2025 Reforms and the Path to Market Stability
The California Department of Insurance is implementing reforms under Commissioner Ricardo Lara’s Sustainable Insurance Strategy beginning in 2025. These changes aim to:
- Modernize risk assessment using forward-looking catastrophe models
- Allow more accurate pricing of both property and liability risk
- Require insurers to write coverage in high-risk regions in exchange for regulatory flexibility
“It’s not going to happen overnight,” Susman cautioned, “but these are the right steps. We just have to hold the system together until they take effect.”
The Human Cost Behind the Statistics
For Mojirati and his husband, the crisis is not a policy debate — it is their daily life.
“We just want to feel safe again,” they said.
Their experience reflects what thousands of Californians are now facing: uncertainty, exposure, and the erosion of protections that once seemed guaranteed.

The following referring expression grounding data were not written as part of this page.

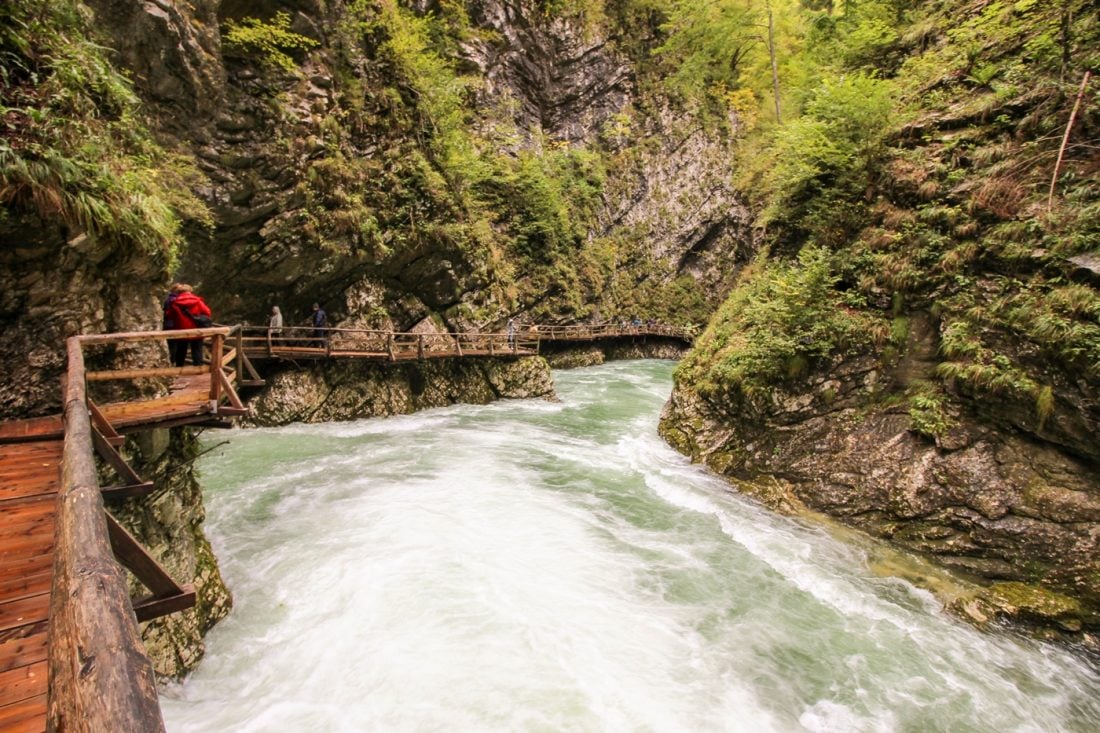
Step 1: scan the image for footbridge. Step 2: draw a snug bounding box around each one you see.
[0,320,689,731]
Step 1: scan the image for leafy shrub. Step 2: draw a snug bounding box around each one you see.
[0,0,210,268]
[678,246,887,403]
[223,12,319,73]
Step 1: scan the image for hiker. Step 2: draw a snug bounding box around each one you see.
[162,283,184,364]
[310,303,328,348]
[269,305,283,334]
[507,318,516,348]
[168,284,213,367]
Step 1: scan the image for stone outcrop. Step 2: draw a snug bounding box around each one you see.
[660,312,1100,640]
[245,356,555,426]
[105,428,233,679]
[541,339,688,369]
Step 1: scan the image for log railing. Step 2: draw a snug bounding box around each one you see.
[49,337,165,732]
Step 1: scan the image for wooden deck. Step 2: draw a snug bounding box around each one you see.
[0,440,61,733]
[0,369,232,732]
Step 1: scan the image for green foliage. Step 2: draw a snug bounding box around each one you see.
[365,0,488,195]
[222,12,319,73]
[763,72,895,231]
[678,247,887,402]
[907,382,955,439]
[0,0,210,268]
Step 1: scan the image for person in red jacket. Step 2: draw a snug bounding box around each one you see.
[168,284,213,367]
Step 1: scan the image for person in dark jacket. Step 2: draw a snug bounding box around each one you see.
[168,284,213,366]
[162,283,184,364]
[310,303,327,348]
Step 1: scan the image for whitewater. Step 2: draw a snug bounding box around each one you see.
[161,360,1100,732]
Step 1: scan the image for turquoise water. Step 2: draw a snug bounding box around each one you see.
[161,361,1100,732]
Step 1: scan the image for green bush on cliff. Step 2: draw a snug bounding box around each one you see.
[0,0,209,267]
[222,12,319,73]
[678,247,886,403]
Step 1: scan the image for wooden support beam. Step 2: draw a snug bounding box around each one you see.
[91,429,145,488]
[209,334,224,404]
[88,400,124,446]
[240,348,263,385]
[133,587,196,623]
[104,514,184,599]
[101,482,156,500]
[215,369,245,410]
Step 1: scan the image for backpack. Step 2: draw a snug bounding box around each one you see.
[178,303,213,328]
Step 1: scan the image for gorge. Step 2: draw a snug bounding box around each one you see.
[1,0,1098,720]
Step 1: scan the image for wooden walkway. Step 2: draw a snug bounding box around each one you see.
[0,328,254,732]
[0,440,58,733]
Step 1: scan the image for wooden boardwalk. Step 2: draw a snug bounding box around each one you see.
[238,322,692,362]
[0,328,253,732]
[0,440,58,733]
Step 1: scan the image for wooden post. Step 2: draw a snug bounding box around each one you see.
[417,333,424,360]
[209,333,223,407]
[49,337,166,732]
[235,328,244,384]
[454,335,463,357]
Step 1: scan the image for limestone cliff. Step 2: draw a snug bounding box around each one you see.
[659,0,1100,641]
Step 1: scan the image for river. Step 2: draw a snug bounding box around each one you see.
[160,360,1100,732]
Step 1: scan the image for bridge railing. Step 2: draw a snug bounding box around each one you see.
[534,323,693,341]
[237,326,540,359]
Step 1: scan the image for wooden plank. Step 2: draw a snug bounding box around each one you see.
[0,572,51,604]
[0,661,48,706]
[0,692,46,733]
[0,595,49,634]
[0,621,48,673]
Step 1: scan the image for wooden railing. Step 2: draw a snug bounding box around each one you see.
[533,322,694,341]
[49,337,165,732]
[238,325,541,360]
[237,321,692,360]
[49,326,257,731]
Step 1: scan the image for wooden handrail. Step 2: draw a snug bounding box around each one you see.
[49,337,165,732]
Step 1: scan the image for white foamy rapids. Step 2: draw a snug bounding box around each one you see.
[162,361,1100,732]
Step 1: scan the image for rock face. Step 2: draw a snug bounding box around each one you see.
[541,339,688,369]
[0,216,165,418]
[460,0,632,143]
[660,313,1100,637]
[107,428,233,679]
[246,356,555,426]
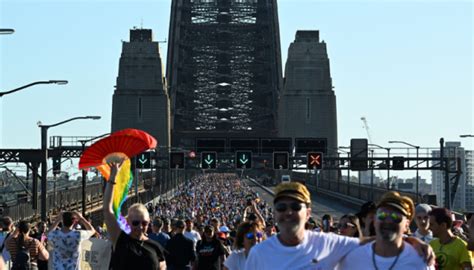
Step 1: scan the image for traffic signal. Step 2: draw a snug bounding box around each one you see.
[236,151,252,169]
[307,152,323,170]
[52,156,61,175]
[201,152,217,169]
[392,157,405,170]
[169,152,185,169]
[350,139,368,171]
[136,152,152,169]
[273,152,289,170]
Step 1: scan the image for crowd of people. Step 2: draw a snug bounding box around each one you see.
[0,165,474,269]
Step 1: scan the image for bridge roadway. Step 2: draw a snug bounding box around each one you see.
[245,178,358,221]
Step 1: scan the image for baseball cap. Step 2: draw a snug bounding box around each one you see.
[273,182,311,204]
[216,232,227,240]
[415,204,432,215]
[219,226,230,233]
[377,191,415,221]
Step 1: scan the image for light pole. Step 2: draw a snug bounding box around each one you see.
[389,140,420,203]
[339,147,351,195]
[0,29,14,35]
[0,80,68,97]
[38,116,101,221]
[368,144,390,190]
[78,133,109,216]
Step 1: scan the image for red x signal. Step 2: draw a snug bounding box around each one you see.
[307,152,323,169]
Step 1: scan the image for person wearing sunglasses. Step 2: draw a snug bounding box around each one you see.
[245,182,361,270]
[338,214,362,238]
[413,204,433,243]
[103,162,166,270]
[224,222,264,270]
[339,191,434,270]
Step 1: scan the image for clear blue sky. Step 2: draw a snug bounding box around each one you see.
[0,0,472,175]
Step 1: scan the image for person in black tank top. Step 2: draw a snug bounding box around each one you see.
[103,162,166,270]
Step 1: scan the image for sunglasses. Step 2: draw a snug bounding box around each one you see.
[376,210,403,224]
[274,202,304,212]
[131,220,149,227]
[246,232,263,240]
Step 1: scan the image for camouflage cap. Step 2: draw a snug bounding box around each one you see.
[274,182,311,204]
[377,191,415,221]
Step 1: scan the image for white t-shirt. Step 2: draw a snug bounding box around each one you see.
[413,229,434,243]
[245,231,360,270]
[184,230,201,247]
[224,249,247,270]
[338,241,434,270]
[48,229,95,270]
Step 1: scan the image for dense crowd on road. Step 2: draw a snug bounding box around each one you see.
[1,166,474,269]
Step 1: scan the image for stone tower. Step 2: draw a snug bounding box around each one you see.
[279,30,338,156]
[111,28,170,147]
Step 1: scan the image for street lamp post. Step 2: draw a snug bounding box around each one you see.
[39,116,101,221]
[389,140,420,203]
[0,80,68,97]
[338,147,351,195]
[78,133,109,216]
[368,144,390,190]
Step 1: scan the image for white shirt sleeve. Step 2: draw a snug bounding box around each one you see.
[79,230,95,241]
[244,247,261,270]
[326,233,360,259]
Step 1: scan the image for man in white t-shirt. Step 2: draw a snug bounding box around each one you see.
[413,204,434,243]
[48,211,96,270]
[245,182,360,270]
[184,218,201,249]
[339,191,434,270]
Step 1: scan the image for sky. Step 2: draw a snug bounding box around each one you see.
[0,0,472,179]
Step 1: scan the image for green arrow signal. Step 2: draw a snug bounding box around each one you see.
[205,155,214,165]
[138,154,148,164]
[239,154,249,164]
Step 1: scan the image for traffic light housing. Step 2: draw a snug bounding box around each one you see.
[392,157,405,170]
[307,152,323,170]
[350,138,368,171]
[169,152,185,169]
[136,152,152,169]
[235,151,252,169]
[273,152,289,170]
[52,156,61,175]
[201,152,217,169]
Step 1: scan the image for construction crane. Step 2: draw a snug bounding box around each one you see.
[360,117,373,143]
[361,116,384,180]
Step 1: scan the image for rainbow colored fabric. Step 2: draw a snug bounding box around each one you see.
[112,159,133,219]
[97,159,133,232]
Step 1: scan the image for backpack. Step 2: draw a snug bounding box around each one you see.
[12,242,31,270]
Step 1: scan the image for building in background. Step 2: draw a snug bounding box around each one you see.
[278,30,338,156]
[111,28,170,147]
[432,142,474,211]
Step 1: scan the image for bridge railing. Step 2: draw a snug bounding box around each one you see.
[2,182,105,222]
[289,171,420,206]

Final Thoughts on California’s Liability Insurance Breakdown
The loss of liability insurance reveals how far California’s insurance crisis has spread. This is no longer just about fire coverage or rising premiums. It is about the collapse of accessibility to essential financial protection.
California’s upcoming reforms may restore balance, but time is the most fragile variable.
“Every day we delay,” Susman said, “more people lose coverage. And every policy lost makes the system weaker for everyone else.”
Liability insurance may not dominate disaster headlines, but it is the quiet foundation of homeownership. Without it, Californians are not just uninsured — they are fully exposed.